The Soviet campaign to empty the villages has been uneven, UN diplomats say, and the most significant factor keeping Amin Wardak's people on the land is that the Soviets have not yet applied the same amount of pressure in Wardak as they have elsewhere in Afghanistan.
The most recent offensive, the mujahideen commanders say, began last Oct. 2 and lasted only 25 days, but was particularly destructive because the wheat harvest was coming in. ``They came through with 85 helicopter gunships, 2,000 commandos, and the SU-25 fighter aircraft. They killed 250 people -- 70 percent of them women and children -- and the harvest was systematically destroyed.''
Wardak himself was the target of a Soviet assassination attempt on Dec. 15, as he was leaving Wardak Province to visit his family in Pakistan. Ambushed by Soviet heliborne troops, he survived but 157 others were killed, he said.
Despite the heavy toll in this year's winter offensive, the mujahideen still control 85 percent of Afghanistan, Wardak said, and their dogged, determined war will continue ``if necessary for another seven or 70 years.'' Afghanistan observers estimate that the Soviets exercise effective control in urban areas -- which comprise only about 20 percent of the country -- while the guerrillas operate in 80 percent of the countryside.
Last Saturday, Wardak left for Afghanistan, where a spring offensive by the Soviets is as predictable as the mountains' melting snow.

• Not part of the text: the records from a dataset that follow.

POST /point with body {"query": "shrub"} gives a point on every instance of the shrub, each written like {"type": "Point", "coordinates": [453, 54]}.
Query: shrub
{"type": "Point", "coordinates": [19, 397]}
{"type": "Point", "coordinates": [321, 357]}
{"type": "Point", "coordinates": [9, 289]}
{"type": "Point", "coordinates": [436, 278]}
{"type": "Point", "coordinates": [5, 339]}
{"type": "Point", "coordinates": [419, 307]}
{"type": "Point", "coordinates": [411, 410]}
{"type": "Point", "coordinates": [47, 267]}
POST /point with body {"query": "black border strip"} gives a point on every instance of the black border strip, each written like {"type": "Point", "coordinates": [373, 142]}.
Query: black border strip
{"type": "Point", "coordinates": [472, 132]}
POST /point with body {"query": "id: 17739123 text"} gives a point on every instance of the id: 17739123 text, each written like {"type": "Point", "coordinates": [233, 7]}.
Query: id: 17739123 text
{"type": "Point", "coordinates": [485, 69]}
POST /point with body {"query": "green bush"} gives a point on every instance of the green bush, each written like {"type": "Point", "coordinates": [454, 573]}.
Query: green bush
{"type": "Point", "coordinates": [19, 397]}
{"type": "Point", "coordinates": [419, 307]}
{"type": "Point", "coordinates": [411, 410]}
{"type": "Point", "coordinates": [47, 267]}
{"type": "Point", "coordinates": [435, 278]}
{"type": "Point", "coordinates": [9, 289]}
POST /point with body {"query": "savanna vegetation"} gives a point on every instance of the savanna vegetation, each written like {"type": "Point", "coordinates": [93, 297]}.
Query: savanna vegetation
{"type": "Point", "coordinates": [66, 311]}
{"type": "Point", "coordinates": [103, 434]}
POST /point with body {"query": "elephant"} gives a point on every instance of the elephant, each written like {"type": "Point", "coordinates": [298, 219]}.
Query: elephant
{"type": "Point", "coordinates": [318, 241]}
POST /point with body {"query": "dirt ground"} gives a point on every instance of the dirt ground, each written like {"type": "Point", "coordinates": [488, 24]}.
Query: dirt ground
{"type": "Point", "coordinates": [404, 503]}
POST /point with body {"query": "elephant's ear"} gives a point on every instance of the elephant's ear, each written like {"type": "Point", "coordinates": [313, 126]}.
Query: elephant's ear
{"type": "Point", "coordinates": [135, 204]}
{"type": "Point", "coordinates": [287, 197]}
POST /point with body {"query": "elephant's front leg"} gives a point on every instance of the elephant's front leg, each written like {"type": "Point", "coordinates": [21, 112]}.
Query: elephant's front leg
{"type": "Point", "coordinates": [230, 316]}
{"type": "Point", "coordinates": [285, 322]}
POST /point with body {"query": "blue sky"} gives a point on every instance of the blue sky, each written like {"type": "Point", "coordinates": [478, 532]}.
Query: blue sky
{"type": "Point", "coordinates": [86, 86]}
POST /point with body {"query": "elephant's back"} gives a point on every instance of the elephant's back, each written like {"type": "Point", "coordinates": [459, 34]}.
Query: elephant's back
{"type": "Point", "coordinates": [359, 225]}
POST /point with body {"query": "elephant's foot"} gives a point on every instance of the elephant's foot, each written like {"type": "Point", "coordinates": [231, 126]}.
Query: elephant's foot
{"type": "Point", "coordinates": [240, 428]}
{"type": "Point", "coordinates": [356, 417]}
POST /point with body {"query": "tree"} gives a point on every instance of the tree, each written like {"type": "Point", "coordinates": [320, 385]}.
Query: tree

``I came here for three reasons,'' Amin Wardak said. ``To get recognition for the seven-party alliance as the recognized government of Afghanistan; to oust the Afghanistan government from its United Nations seat; and to get the postage stamps that we have been using in Wardak Province for the last four years sanctioned by the Universal Postal Union. It would be the first step in proving to the world that Wardak Province is free.''
The guerrilla leader's arduous campaign recently received a rather unexpected filip from his Wardak Province stamp. An anonymous jewelry manufacturer and stamp collecting buff in the US Midwest has traded $2.5 million worth of gold-plated jewelry for one of the stamps which, despite the presence of Soviet forces, traveled unimpeded atop a letter from Afghanistan to France.